Quando sono andata ad acquistare questo libro che avevo già letto e riletto più volte, ma che non avevo mai posseduto, il mio libraio di fiducia (ebbene sì: esistono ancora!) mi ha detto: «non si può non avere Maus».

Considerazione non secondaria, in effetti. Maus è un’opera a fumetti uscita in due volumi tra il 1986 e il 1991 che racconta, attraverso i disegni di Art Spiegelman, le vicende lancinanti di Vladek, padre dell’autore e sopravvissuto ai campi di sterminio. Nei suoi racconti rivivono gli orrori della guerra, la banalità del male massimamente rappresentata dall’olocausto, ma anche quella “zona grigia”, già così clinicamente descritta da Primo Levi, in cui diventa impossibile una distinzione manichea tra vittime e carnefici.

È un’opera molto complessa, che si potrebbe parzialmente spiegare con un aneddoto risalente al 1992, anno in cui Maus, primo fumetto a vincere il Pulitzer, fu classificato dal New York Times come fictional novel. Un’iniziativa, questa, che indispettì (e a ragion veduta) lo stesso Spiegelman: tredici anni di ricerche delle fonti documentali e una minuziosa raccolta delle testimonianze erano alla base di un racconto che faceva della fedeltà storica il suo pilastro, inducendo l’autore a dichiarare che “fiction indica che il lavoro non è basato su fatti reali, e questo mi provoca un certo fastidio”. Il New York Times non poté fare a meno di constatare la validità delle critiche mosse e spostò Maus di categoria.

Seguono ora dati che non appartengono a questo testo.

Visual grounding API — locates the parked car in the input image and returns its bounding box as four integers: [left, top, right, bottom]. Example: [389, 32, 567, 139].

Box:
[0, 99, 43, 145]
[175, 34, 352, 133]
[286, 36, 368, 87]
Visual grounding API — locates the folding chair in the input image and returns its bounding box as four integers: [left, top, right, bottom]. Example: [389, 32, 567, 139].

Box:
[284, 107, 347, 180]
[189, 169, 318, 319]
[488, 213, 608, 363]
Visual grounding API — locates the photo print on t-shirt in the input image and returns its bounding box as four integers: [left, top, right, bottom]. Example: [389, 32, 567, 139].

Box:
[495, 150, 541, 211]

In Maus rientra tutto ciò che si addice alla ricerca storica e biografica, che scava in profondità, ma combinata con una narrazione che si distacca dall’impostazione giornalistica e storiografica, in cui, tra l’altro, si avvicendano frequenti siparietti comici tra i protagonisti. Potrebbe sembrare un paradosso, ma l’assenza di immagini “reali” funge da rottura con un canone visivo e iconografico con cui si è confrontato chi è venuto dopo, chi ha conosciuto Auschwitz e Birkenau sotto forma di filmati e pagine vergognose dei libri di storia.

L’operazione di Spiegelman parte dalla stigmatizzazione dei “tipi” umani, colti e cristallizzati in modo tanto efficace quanto, a tratti, ambivalente e ironico: il fumettista attribuisce a ciascuna “razza” i tratti somatici di un animale e rappresenta gli ebrei come topi, i nazisti come gatti, i polacchi come maiali. Se le favole di Fedro proponevano un’antropizzazione allegorica degli animali, magnificati nei loro vizi e virtù umane, Maus procede esattamente in direzione contraria: riducendo gli uomini alla stregua di razze animali, rende immediatamente possibile, in modo parossistico, la distinzione etnica perseguita dal Terzo Reich. Evidenzia i rapporti tra nazisti ed ebrei, e lo fa affidandosi anche al binomio gatto/topo, ma senza ridurre tutto a una metafora appiattita e inespressiva e, con un artificio grafico di grande eleganza e impatto, sa rendere il tentativo del protagonista Vladek di confondersi tra i polacchi, indossando una maschera da maiale.

La componente visiva viene, così, in qualche modo, “alleggerita”: la stereotipizzazione dei protagonisti è esasperata, non ci sono tratti somatici da memorizzare per distinguere i personaggi ridotti ad animali e, così, il lettore inizia a familiarizzare con loro proprio grazie ai silenzi, ai gesti, alle nevrosi e alle emozioni.

Ma grazie, anche, alle parole. Le scelte linguistiche sono caratterizzate da una fedeltà a tratti maniacale agli idiomi dei personaggi reali: un calderone in cui si mescolano il tedesco militare dei nazisti, fatto di imposizioni e verbi all’imperativo, quello stentato e “di sopravvivenza” degli ebrei nei campi di concentramento, l’yiddish, oscuro, inteso quasi come un “riparo” linguistico per poter dire senza essere compresi, l’inglese newyorkese del presente narrativo e quello “sporco” di Vladek, il superstite, con il quale rivivono anche costrutti verbali, interiezioni e reminiscenze di chi, sradicato con violenza anche dal proprio retroterra culturale, è stato costretto a improvvisarsi, ma senza mai riuscire a ritrovare, in una terra accogliente e straniera in egual misura, l’identità perduta.

E, in virtù di tutto ciò che quest’opera dice, ma anche grazie a ciò che tace, bisogna riconoscere che è proprio come diceva il libraio: «Maus non si può non avere».